Achieving such a market share with the small size and limited access to capital of IRC seems impossible. This is where the clever use of the joint-ventures comes in. Inland Real Estate is the primary manager of the properties in its JVs, so it gets outsized managerial control of these metropolitan areas with only a small capital investment. This has two primary benefits:
1) IRC can almost monopolistically coordinate pricing amongst its properties in these submarkets to drive rental rates. It can also offer leases at multiple different locations as a packaged deal to retailers wanting exposure to the area
2) It collects management fees for this service which raises its functional yield on the properties.

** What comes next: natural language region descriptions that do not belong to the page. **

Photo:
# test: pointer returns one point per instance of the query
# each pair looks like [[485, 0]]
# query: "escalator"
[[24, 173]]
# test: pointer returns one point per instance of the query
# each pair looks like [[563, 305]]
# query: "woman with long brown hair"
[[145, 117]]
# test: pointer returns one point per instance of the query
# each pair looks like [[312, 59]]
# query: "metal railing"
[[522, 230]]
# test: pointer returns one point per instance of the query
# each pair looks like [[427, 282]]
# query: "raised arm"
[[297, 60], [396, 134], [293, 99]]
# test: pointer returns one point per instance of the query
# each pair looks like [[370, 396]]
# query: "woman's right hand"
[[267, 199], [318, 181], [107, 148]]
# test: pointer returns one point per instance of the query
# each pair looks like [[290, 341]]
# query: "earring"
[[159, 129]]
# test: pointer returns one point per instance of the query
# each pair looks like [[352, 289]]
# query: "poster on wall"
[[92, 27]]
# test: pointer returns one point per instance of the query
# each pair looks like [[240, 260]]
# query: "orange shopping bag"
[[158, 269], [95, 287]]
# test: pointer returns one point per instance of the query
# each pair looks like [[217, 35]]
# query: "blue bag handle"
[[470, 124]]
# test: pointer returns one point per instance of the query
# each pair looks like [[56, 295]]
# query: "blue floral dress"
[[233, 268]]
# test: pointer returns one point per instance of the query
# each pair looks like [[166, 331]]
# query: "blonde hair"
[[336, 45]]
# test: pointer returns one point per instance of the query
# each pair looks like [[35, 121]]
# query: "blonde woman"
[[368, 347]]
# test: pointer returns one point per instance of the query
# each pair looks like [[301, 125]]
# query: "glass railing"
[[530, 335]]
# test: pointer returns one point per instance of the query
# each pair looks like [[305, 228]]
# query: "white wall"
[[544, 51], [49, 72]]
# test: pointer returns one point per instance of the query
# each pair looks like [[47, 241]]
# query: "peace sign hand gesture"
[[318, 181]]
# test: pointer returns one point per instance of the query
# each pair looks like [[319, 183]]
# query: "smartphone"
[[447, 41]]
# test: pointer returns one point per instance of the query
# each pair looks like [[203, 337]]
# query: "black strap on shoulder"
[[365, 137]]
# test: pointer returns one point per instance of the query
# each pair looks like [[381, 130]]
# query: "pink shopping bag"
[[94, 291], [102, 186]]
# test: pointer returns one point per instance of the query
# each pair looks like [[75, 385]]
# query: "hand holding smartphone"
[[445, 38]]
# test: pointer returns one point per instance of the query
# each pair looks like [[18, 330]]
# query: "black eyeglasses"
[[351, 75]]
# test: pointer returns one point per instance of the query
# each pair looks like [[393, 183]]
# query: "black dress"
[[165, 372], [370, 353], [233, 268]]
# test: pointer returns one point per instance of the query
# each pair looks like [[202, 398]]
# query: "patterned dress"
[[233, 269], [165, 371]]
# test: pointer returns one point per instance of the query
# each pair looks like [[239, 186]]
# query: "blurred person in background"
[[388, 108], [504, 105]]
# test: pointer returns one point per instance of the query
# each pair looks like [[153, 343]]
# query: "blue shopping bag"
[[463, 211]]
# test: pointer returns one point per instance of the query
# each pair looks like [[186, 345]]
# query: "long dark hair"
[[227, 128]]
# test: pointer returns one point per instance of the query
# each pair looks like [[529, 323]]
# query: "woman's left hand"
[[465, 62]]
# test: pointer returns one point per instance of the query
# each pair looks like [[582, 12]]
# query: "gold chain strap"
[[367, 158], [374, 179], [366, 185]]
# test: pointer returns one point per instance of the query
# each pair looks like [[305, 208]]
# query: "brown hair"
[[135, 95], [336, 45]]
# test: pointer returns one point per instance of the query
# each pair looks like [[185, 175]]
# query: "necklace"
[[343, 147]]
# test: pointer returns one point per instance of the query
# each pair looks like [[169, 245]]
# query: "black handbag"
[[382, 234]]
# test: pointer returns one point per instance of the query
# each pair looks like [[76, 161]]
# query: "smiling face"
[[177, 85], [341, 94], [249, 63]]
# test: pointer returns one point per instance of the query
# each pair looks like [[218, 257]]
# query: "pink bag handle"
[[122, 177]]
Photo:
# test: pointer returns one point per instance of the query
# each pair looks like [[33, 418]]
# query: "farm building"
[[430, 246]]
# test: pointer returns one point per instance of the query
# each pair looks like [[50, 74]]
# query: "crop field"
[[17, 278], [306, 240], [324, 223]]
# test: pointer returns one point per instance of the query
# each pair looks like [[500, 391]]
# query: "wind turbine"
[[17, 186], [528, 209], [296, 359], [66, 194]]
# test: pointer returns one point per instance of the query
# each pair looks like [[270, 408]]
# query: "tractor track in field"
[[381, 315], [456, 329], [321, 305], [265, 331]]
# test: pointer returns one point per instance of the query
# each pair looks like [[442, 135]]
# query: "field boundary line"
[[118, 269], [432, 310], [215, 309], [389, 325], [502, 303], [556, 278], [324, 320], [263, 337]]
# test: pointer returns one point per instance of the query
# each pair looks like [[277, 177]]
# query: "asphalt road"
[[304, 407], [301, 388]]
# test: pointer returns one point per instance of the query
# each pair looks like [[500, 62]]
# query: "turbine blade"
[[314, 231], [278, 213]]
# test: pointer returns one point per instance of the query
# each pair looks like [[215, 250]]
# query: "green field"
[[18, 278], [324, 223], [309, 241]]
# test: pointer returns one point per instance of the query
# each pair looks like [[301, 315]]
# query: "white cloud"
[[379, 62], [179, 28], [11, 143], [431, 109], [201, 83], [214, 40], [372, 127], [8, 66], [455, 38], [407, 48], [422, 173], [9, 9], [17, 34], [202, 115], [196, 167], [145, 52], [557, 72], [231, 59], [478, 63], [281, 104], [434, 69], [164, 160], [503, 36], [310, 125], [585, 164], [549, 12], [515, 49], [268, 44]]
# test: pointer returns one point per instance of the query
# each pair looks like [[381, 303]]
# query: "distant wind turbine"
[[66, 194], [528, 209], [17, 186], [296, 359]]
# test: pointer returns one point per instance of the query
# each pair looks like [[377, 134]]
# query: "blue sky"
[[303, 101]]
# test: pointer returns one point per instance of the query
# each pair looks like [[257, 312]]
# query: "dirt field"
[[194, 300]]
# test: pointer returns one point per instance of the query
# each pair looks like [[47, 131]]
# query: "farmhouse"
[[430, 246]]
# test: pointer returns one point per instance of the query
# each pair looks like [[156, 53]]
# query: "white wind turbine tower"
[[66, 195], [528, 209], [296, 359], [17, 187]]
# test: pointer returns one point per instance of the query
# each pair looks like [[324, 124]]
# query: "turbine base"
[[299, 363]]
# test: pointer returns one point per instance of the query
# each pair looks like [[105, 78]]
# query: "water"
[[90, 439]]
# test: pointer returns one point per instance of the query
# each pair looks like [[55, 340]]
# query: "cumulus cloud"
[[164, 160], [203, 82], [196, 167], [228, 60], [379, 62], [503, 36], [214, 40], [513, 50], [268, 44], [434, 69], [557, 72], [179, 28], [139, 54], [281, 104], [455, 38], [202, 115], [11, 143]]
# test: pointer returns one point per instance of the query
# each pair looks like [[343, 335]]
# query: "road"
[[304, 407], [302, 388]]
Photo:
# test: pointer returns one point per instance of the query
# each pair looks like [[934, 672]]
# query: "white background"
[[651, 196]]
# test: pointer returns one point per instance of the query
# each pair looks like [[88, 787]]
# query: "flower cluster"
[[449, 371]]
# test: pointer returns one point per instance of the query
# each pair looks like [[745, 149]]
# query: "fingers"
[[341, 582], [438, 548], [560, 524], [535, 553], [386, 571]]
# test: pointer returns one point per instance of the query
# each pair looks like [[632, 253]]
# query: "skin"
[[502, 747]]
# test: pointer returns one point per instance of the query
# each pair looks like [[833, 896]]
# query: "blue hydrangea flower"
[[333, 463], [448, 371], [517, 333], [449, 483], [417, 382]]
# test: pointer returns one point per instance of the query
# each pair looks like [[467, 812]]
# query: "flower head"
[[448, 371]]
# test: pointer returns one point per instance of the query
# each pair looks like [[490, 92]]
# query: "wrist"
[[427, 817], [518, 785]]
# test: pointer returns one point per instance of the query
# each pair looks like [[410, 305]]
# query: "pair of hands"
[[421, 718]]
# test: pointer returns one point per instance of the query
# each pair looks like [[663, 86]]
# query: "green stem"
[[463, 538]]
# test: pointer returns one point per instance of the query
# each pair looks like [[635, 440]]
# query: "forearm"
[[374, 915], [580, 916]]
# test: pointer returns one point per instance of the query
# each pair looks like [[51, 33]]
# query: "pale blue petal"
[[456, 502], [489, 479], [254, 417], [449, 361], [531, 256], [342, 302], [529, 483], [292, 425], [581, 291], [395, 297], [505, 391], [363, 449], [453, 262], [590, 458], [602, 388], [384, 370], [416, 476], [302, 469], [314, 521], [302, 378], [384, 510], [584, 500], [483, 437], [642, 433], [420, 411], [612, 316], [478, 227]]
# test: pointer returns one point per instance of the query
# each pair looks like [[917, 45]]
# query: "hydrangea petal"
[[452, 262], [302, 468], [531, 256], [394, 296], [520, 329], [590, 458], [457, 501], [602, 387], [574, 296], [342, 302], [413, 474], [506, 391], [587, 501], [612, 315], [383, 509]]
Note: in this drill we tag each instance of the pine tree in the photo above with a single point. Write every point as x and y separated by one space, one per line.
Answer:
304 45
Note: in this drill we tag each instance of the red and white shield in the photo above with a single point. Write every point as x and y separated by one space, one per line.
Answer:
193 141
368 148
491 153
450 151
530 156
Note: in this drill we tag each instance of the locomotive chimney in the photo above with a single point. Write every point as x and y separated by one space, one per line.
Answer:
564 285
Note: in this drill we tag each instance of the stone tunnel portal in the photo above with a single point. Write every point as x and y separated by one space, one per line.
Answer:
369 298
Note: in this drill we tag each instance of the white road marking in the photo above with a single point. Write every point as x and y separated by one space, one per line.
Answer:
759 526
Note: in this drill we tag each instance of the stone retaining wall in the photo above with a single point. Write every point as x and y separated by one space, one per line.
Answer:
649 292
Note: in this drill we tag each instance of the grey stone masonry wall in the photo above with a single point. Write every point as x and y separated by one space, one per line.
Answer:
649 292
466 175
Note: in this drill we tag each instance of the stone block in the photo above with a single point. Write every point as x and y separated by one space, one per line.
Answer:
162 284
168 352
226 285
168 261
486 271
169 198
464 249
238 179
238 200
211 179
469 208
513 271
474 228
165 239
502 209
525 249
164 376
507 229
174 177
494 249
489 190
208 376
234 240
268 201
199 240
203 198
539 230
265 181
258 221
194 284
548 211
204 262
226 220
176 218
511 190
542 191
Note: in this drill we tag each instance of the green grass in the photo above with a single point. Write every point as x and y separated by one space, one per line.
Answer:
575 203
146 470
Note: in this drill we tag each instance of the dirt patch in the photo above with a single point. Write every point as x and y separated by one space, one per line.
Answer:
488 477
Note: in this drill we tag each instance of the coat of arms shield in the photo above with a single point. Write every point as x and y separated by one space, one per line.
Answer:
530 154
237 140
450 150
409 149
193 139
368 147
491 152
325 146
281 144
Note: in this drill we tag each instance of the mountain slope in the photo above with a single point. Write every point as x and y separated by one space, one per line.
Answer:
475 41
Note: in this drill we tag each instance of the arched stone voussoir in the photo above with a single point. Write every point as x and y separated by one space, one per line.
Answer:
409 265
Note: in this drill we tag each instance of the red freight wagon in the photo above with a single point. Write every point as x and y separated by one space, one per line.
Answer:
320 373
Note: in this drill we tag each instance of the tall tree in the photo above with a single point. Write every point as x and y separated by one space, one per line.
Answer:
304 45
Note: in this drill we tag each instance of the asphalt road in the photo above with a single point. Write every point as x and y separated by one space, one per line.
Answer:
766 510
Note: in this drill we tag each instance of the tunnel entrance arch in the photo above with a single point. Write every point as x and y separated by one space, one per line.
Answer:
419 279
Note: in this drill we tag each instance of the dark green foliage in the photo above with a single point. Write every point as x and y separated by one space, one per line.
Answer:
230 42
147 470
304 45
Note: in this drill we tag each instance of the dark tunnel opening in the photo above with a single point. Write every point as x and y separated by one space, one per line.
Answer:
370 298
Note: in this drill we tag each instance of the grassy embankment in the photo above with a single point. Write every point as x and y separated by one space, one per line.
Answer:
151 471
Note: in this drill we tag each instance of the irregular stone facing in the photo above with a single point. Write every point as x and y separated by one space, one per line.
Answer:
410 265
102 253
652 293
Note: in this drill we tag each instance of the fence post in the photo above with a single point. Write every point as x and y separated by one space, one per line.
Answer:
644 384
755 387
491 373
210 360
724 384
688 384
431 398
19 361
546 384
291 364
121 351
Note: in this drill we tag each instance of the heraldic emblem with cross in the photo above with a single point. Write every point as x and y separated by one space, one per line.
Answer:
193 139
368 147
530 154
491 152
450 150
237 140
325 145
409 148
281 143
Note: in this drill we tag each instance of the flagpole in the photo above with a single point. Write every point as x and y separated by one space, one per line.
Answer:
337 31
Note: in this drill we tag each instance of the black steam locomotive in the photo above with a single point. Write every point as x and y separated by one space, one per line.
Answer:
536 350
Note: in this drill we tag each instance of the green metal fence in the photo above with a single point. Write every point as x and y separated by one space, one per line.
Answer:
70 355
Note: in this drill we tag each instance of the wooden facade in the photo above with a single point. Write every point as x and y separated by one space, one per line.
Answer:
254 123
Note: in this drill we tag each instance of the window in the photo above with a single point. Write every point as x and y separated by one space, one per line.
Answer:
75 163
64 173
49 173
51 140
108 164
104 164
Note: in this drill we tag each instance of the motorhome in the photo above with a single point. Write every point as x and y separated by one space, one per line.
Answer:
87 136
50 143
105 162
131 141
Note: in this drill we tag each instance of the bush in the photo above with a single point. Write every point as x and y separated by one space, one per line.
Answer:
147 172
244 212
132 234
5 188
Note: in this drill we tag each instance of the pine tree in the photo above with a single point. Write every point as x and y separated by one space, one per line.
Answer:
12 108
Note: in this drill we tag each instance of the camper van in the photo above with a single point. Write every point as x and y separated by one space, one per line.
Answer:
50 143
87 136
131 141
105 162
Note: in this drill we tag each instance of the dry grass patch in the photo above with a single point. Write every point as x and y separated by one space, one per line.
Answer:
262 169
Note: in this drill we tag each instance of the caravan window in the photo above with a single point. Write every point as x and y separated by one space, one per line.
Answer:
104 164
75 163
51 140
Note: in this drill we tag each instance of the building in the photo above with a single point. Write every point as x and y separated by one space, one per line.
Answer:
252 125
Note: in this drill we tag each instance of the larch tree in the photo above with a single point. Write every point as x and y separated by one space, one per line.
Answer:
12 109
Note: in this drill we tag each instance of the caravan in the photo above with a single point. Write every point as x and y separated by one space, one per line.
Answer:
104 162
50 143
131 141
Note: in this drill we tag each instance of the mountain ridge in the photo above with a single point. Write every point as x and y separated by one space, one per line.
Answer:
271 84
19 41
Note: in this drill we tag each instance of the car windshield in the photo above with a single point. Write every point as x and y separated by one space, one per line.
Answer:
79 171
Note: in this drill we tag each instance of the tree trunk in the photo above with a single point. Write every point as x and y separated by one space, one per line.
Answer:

Debt Maturity and liquidity
IRC had a mountain of debt coming due in 2014. This could be seen as an obstacle, but in today's low interest rate environment it was an opportunity. Much of the debt coming due consisted of the term loan and unsecured credit facility which make up Inland's liquidity. These were extended to 2017 and 2016, respectively and reworked to include an investment grade pricing grid for better base rates. The rate was further reduced with easing of debt to equity covenants based on the February preferred offering.
In addition to smoothly laddering the debt maturity schedule, IRC made great strides in reducing cost of debt. Thus far in 2012, it closed on over $244mm of new and refinanced secured loans with weighted average rate of 4.7% and weighted average term of 9.1 years. This brought their total weighted average cost of debt to 4.30% which is exceptionally low for such a small company. As a basis of comparison, Simon Properties Group, (SPG) a large ($46.9B market cap) and strong credit rated retail REIT has a weighted average cost of debt of 5.15% (from their 3Q12). The fact that IRC can beat SPG which famously signed the $4B credit facility at LIBOR + 1% seems very impressive.
Much of Inland's extremely low rate can be attributed to its heavy use of variable rate debt. Watch for IRC to pop out ahead of the competition if quantitative easing continues.
The Investment Opportunity
Over this same period of operational and financial improvement, Inland Real Estate's market price plummeted. The negative price movement climaxed, on November 15th, when it inexplicably fell 25% in a matter of hours. It has partially rebounded, but much of the opportunity remains.
Management seems to agree that it is drastically underpriced, as there has been material insider buying. Daniel Goodwin, a director, Mark Zalatoris (CEO) and many others have actively been purchasing shares in the open market. Goodwin personally (through his trust) owns over 11.8mm shares.
After researching this company, I feel fairly confident in setting my price target for it at $9.50. 2012 AFFO is expected to come in at $0.84-$0.89/share so even at the low end, a price of $9.50 would represent a multiple of 11.3, as compared to the sector's average of 15.6. This target would also bring the share price equal to its Fact-Set estimated NAV of $9.50. While I believe my price target is fairly conservative, it still represents a capital gain of over 18%.
In waiting for this opportunity to come to fruition, investors can enjoy the monthly paid 7.4% dividend. Perhaps Realty Income (O) which pays 4.7% should give its trademarked name "The Monthly Dividend Company" over to IRC.